Dedman founded ClubCorp in 1957 and purchased Pinehurst from bankruptcy in 1984. Under his leadership, nearly $90 million in improvements restored the resort to its current stature as one of the top 10 golf destinations in the world.

A WELCOME DIVERSION
In Raleigh, North Carolina, Associate members can visit the Capital City Club and the Cardinal Club. Both clubs are located downtown and boast panoramic views over the "Capital City." Each offers breakfast, lunch, and dinner service. Chef Kirk DeLoach of the Capital City Club strongly recommends his King Salmon, caramelized to bring out the sweet flavors of the fish and accompanied by little neck clam custard and sautéed spinach. Chef Steve Pexton of the Cardinal Club has a master touch for balancing a variety of flavors and textures from around the world. Of course, the perfect ending to your meal will be your favorite after-dinner beverage and a dessert prepared by the clubs’ pastry chefs.

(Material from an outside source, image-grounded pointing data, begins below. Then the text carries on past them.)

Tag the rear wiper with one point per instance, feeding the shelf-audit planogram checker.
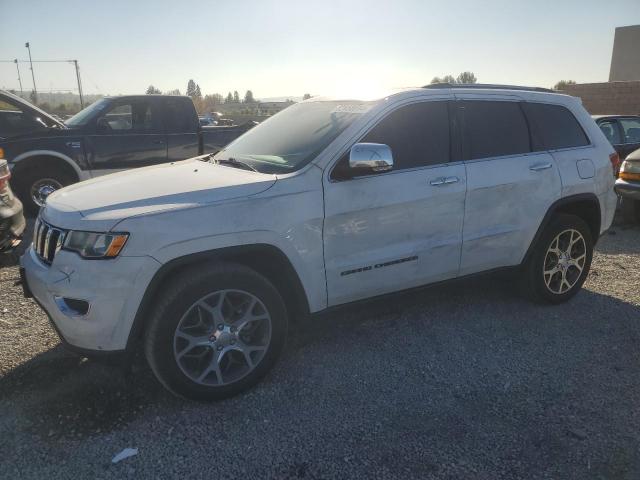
(235, 163)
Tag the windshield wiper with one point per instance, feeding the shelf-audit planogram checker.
(235, 163)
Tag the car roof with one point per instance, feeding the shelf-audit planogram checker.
(599, 117)
(439, 88)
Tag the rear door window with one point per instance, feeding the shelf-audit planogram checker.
(554, 127)
(180, 117)
(130, 117)
(493, 129)
(631, 129)
(611, 131)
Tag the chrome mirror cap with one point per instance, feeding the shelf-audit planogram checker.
(376, 157)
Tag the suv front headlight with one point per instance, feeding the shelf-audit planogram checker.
(95, 245)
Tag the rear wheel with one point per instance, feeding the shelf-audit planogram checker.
(560, 262)
(35, 183)
(216, 332)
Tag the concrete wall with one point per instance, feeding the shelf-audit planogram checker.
(622, 98)
(625, 60)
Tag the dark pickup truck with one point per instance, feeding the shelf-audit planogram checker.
(112, 134)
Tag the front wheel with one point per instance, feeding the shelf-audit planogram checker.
(560, 262)
(216, 331)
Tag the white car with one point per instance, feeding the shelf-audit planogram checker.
(207, 260)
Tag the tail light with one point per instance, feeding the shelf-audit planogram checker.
(5, 175)
(630, 170)
(614, 158)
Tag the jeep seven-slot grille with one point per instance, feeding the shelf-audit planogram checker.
(47, 240)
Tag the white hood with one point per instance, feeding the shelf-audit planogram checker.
(152, 189)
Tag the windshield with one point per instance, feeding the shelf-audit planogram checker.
(292, 138)
(83, 116)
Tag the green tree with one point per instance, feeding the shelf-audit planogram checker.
(562, 84)
(466, 78)
(191, 88)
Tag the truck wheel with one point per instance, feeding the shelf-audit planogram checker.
(34, 184)
(215, 331)
(560, 261)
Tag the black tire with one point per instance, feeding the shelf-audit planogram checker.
(28, 176)
(533, 279)
(174, 301)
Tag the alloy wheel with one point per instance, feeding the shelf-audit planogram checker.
(564, 261)
(42, 188)
(222, 337)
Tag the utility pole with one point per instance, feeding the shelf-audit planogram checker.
(33, 77)
(19, 79)
(75, 62)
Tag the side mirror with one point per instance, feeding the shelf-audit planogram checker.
(102, 125)
(375, 157)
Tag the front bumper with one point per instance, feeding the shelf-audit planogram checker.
(112, 288)
(628, 189)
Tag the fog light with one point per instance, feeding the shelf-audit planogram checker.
(72, 307)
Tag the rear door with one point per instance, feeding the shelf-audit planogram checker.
(182, 128)
(509, 186)
(127, 135)
(394, 230)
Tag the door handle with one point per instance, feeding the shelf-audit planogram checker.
(540, 166)
(443, 181)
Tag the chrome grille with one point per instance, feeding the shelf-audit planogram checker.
(47, 240)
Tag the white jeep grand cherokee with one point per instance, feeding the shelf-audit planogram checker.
(207, 260)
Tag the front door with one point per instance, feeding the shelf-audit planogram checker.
(394, 230)
(128, 135)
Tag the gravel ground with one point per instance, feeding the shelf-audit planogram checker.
(460, 381)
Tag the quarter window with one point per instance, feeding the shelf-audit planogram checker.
(610, 130)
(494, 129)
(555, 127)
(631, 129)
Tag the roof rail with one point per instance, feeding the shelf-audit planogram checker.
(490, 86)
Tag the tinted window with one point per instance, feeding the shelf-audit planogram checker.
(129, 118)
(631, 129)
(555, 127)
(610, 130)
(494, 129)
(418, 134)
(180, 117)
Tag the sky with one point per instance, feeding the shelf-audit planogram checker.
(288, 48)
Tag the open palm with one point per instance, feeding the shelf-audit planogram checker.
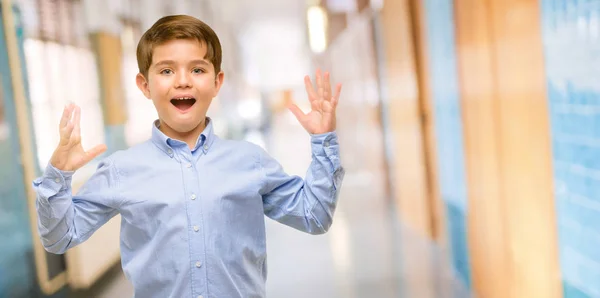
(321, 118)
(69, 155)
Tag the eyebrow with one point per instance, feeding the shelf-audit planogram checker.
(171, 62)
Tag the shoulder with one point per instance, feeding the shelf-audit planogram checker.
(239, 147)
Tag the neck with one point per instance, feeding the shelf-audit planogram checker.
(189, 137)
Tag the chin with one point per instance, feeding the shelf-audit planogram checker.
(183, 126)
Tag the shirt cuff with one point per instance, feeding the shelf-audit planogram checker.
(326, 144)
(53, 181)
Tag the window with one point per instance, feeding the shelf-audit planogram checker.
(61, 69)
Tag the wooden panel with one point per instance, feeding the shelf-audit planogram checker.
(419, 31)
(410, 182)
(108, 53)
(488, 246)
(512, 234)
(526, 170)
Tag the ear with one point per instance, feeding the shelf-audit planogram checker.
(142, 83)
(219, 82)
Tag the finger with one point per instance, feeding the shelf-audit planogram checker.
(297, 112)
(312, 95)
(336, 97)
(66, 132)
(316, 105)
(76, 136)
(319, 80)
(66, 116)
(326, 87)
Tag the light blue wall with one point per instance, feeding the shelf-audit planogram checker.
(571, 35)
(448, 128)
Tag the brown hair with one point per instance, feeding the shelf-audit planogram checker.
(178, 27)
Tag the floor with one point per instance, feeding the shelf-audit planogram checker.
(366, 253)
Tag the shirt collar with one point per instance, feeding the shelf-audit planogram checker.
(165, 143)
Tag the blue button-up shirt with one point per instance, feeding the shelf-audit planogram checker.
(192, 220)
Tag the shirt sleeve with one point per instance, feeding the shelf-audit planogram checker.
(305, 204)
(64, 220)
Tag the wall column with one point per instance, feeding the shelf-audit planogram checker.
(104, 30)
(512, 226)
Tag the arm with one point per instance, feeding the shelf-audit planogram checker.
(307, 205)
(63, 220)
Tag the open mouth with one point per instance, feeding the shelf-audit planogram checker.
(183, 103)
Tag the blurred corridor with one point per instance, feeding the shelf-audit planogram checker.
(468, 130)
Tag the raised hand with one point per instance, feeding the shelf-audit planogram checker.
(321, 118)
(69, 155)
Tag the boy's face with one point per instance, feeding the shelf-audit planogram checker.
(181, 84)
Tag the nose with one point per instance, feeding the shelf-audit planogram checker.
(183, 80)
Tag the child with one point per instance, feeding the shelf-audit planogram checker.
(192, 204)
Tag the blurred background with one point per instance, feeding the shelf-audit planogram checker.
(469, 130)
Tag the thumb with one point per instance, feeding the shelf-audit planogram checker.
(297, 112)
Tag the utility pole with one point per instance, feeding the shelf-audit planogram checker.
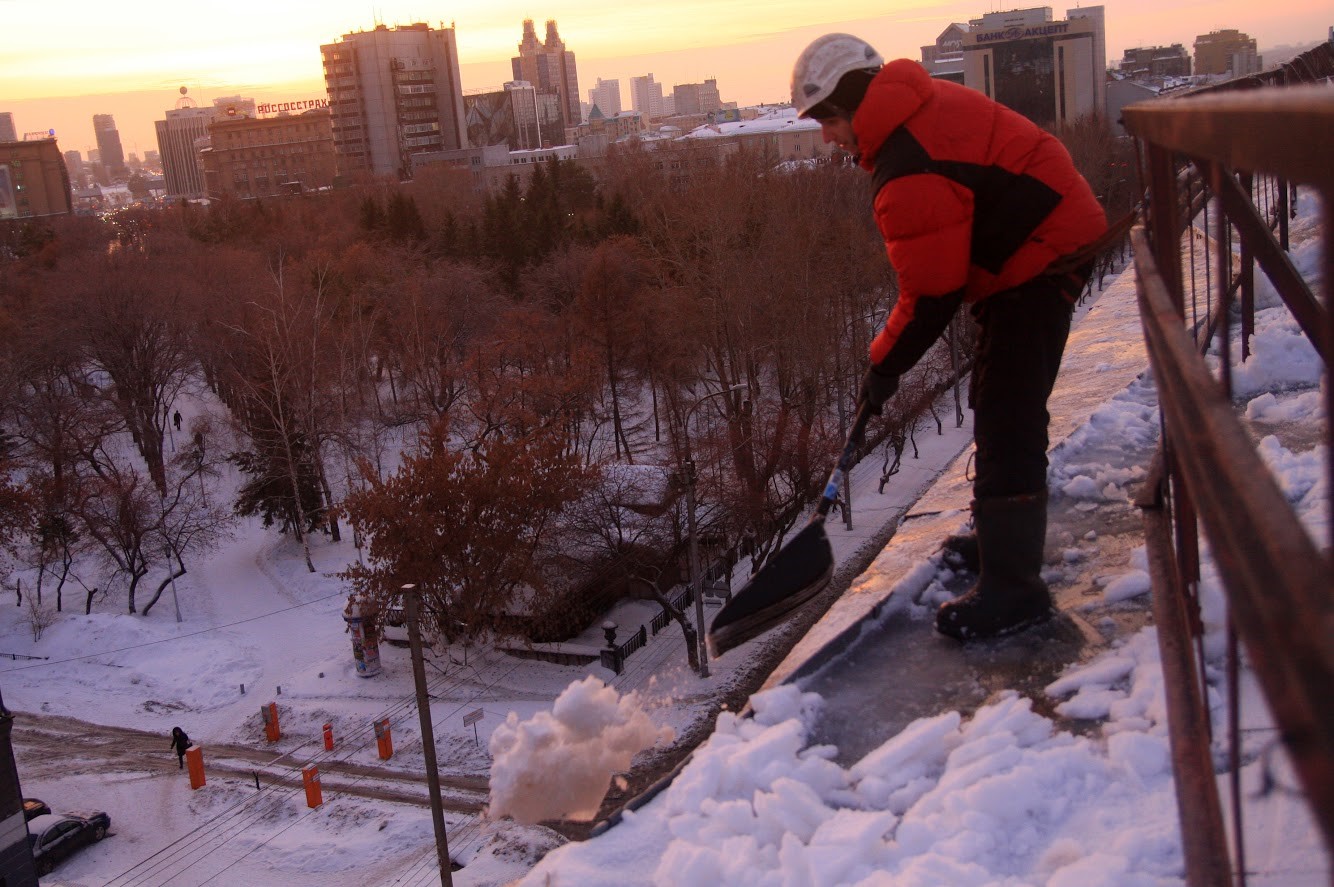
(689, 471)
(694, 567)
(432, 774)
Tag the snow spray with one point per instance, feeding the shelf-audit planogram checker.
(558, 764)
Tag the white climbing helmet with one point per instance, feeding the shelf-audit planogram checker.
(823, 63)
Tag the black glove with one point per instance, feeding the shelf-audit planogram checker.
(877, 387)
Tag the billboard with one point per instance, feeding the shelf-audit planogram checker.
(488, 119)
(7, 204)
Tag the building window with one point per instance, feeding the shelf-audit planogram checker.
(1061, 82)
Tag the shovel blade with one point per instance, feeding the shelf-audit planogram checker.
(799, 572)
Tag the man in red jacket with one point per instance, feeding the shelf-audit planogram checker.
(977, 206)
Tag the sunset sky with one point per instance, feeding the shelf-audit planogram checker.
(62, 62)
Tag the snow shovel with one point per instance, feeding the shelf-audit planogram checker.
(798, 572)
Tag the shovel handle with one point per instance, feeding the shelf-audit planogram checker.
(845, 463)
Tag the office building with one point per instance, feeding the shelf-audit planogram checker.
(34, 180)
(1226, 52)
(606, 98)
(551, 71)
(943, 59)
(697, 98)
(108, 146)
(1050, 71)
(646, 96)
(268, 156)
(75, 168)
(1155, 63)
(394, 92)
(179, 139)
(510, 116)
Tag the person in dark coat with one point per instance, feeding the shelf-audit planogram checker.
(179, 743)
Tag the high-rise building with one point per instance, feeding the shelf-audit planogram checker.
(259, 158)
(646, 96)
(1226, 52)
(606, 98)
(697, 98)
(1145, 63)
(943, 59)
(551, 70)
(34, 180)
(508, 118)
(74, 166)
(1050, 71)
(179, 139)
(394, 92)
(108, 146)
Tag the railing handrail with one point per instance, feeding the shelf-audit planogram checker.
(1274, 576)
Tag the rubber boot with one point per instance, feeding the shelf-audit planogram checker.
(961, 551)
(1010, 594)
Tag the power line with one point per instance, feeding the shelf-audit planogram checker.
(167, 640)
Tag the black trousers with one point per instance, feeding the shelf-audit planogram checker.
(1021, 339)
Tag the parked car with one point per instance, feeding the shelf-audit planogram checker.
(34, 807)
(54, 836)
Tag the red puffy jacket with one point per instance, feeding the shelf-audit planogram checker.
(970, 195)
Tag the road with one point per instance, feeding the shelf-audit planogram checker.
(96, 748)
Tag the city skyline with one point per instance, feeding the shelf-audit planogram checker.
(60, 67)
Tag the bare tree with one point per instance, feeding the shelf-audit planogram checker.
(188, 524)
(131, 335)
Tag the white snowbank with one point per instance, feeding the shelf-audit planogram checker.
(558, 764)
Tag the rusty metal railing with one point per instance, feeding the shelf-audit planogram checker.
(1221, 150)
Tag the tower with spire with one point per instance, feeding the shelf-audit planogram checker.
(550, 68)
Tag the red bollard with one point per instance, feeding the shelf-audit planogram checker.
(311, 778)
(270, 714)
(383, 739)
(195, 766)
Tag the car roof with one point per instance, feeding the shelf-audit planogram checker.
(42, 823)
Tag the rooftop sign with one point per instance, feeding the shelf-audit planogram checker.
(1050, 30)
(279, 107)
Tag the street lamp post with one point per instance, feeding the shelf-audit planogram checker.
(432, 774)
(695, 586)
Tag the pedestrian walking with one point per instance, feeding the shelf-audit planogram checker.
(981, 207)
(179, 743)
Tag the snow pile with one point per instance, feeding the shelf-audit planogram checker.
(945, 802)
(558, 764)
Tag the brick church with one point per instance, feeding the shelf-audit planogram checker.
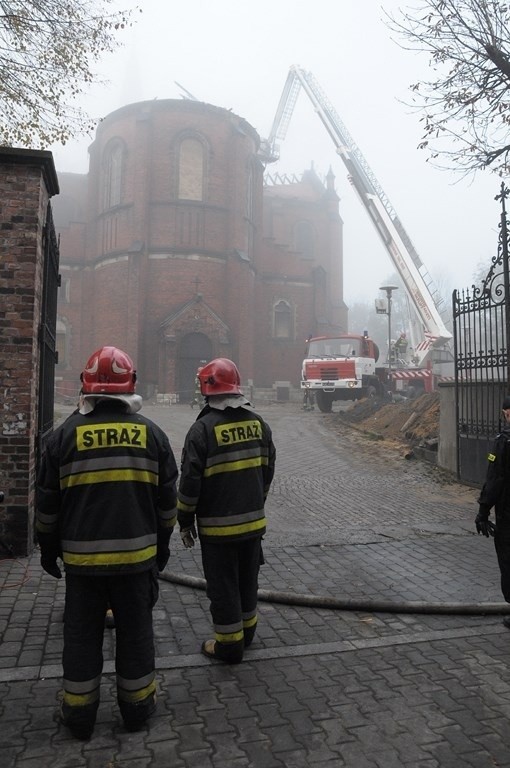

Raleigh also offers a variety of local attractions. Through Aug. 7, the North Carolina Museum of Art features a collection of contemporary art glass from North Carolina, showcasing both American and European styles. The North Carolina Museum of Natural Sciences includes the largest comprehensive collection of North Carolina gems and minerals. And the Raleigh City Museum highlights the rich history of the state capital.